By: Dylan Cook
May 16, 2016
This past week the OTCC started back up with their turtle monitoring; studying the behaviour, habitat use and survival of juvenile Blanding’s turtles in eastern Ontario. This is my first time working with turtles in the field and it has already proven to be quite the adventure. I had no idea what to expect, but when we arrived at the quaint old log cottage by the lake where we are staying, I saw the canoes and the weathered, pink granite sloping down into that dark blue water and I was instantly hooked. Every morning as we paddle down the lake to our study sites the loon is there to greet us, floating calmly on the still water as we glide by. As we approach the swamp, a disgruntled beaver lets us know exactly how he feels about the intrusion by slapping his tail indignantly on the water. Even when the turtles are difficult to find, there is never a need to look far for wildlife; I’ve already managed to check off several birds in the back of my field guide that I had never seen before, including a Great Crested Flycatcher.

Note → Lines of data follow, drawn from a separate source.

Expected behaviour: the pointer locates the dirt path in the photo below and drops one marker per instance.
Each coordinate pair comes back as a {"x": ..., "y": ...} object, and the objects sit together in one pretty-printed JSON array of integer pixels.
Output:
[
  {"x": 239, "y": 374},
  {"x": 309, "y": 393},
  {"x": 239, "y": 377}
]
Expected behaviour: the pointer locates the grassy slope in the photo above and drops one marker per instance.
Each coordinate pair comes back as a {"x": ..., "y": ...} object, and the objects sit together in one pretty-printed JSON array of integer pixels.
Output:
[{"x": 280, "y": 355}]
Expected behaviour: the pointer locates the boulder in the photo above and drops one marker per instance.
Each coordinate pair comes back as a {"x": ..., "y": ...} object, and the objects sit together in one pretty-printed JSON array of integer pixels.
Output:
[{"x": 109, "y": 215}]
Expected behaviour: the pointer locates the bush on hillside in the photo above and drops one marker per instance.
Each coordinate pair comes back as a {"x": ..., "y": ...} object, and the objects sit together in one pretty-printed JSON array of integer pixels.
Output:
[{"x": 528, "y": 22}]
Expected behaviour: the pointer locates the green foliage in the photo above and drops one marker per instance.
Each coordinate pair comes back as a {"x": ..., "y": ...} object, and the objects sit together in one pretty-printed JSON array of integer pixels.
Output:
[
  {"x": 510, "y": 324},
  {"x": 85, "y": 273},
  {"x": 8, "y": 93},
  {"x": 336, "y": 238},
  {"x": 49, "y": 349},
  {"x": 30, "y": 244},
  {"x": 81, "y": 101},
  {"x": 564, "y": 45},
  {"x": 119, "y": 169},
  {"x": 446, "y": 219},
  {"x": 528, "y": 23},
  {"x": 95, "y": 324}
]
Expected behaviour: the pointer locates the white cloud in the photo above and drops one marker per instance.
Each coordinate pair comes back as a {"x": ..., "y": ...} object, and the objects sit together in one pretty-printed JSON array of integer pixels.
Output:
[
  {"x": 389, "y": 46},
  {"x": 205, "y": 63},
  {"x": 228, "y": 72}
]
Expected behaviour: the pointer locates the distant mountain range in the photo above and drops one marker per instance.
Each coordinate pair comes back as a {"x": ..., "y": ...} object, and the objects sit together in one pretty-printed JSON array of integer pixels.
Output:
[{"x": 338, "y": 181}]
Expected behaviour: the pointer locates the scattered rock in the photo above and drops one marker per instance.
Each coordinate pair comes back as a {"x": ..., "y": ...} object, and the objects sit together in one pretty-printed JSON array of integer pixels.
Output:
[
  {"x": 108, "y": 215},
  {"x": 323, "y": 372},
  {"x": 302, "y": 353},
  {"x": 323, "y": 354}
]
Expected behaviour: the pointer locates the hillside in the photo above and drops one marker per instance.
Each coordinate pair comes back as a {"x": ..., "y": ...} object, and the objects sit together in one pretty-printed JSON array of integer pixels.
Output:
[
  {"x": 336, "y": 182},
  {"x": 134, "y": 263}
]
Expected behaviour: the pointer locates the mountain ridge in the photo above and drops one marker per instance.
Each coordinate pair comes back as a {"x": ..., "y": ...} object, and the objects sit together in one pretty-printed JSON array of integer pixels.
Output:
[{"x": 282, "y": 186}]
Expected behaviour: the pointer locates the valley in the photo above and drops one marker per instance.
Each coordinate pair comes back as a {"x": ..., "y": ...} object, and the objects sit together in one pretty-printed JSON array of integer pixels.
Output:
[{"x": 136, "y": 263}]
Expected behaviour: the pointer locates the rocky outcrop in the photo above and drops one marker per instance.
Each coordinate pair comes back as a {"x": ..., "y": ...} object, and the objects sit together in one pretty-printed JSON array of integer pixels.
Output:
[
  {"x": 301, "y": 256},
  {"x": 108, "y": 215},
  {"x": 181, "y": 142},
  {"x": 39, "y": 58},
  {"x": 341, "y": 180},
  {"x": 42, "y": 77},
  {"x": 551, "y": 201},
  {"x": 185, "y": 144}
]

It was a beautiful, sunny week and though the lake is still frigid, the water in the shallower wetlands is rapidly warming; increasing the activity of turtles and other cold-blooded creatures. Tromping through marshes, bogs and thicket swamps in chest waders is actually exhausting work but well worth it when you get to see a ribbon snake weaving its way through the twisted branches of the low bog shrubbery, skirting above the soggy ground in effortless arboreal locomotion. Or see a mink frog materialize from a clump of verdant moss as it leaps into the water at your approach –this prehistoric landscape is blooming with life and working out here puts you right in the thick of it. In the forest, the modest flowers of spring are poking up through the bed of pine needles and oak leaves, speckling the ground with colour. Some, like the small, white starflowers are in bloom before they even sprout leaves. The blackflies are also alive and well, and so are the mosquitoes, but luckily the cottage and the breeze on the lake both offer us a respite from these tyrants. In the evenings, we can sit out on the screened in porch, peer out as the black night falls over the lake and listen to the night come alive. Flies buzz at the screen. The loons sound their icy calls back and forth across the lake to each other while a barred owl hoots along in harmony, to the tune of, “no soup for you, no soup for you all!” And all the while somewhere out in the blackness, the whip-poor-wills chant out their name long into the night.
In just a week we were already able to find nearly all the turtles that were monitored last year. Most of the juveniles are about the size of a clenched fist, and I found them to be surprisingly elusive and sneaky, with an obstinate disposition that, together with their perpetually grinning faces, makes them pretty adorable. I was able to track down one of our turtles, named Jackie, who had managed to wedge herself under a floating hummock of moss, and who was particularly persistent, and nearly successful, in her efforts at escaping back to her hidey-hole as we were taking her measurements. There are spots in the bog where you can be walking on seemingly solid ground one second and up to your hips in water and peat the next. All of us have fallen into these sinkholes at least once, providing a bit of comic relief for the rest of the group as we trudge about, following the turtles’ transmitter signals around the bog. It has only been a week and I am still learning the ropes, but we’ve had a great start to the field season and I am really looking forward to becoming much better acquainted with all the turtles, my fellow field technicians, and this beautiful place over the coming weeks.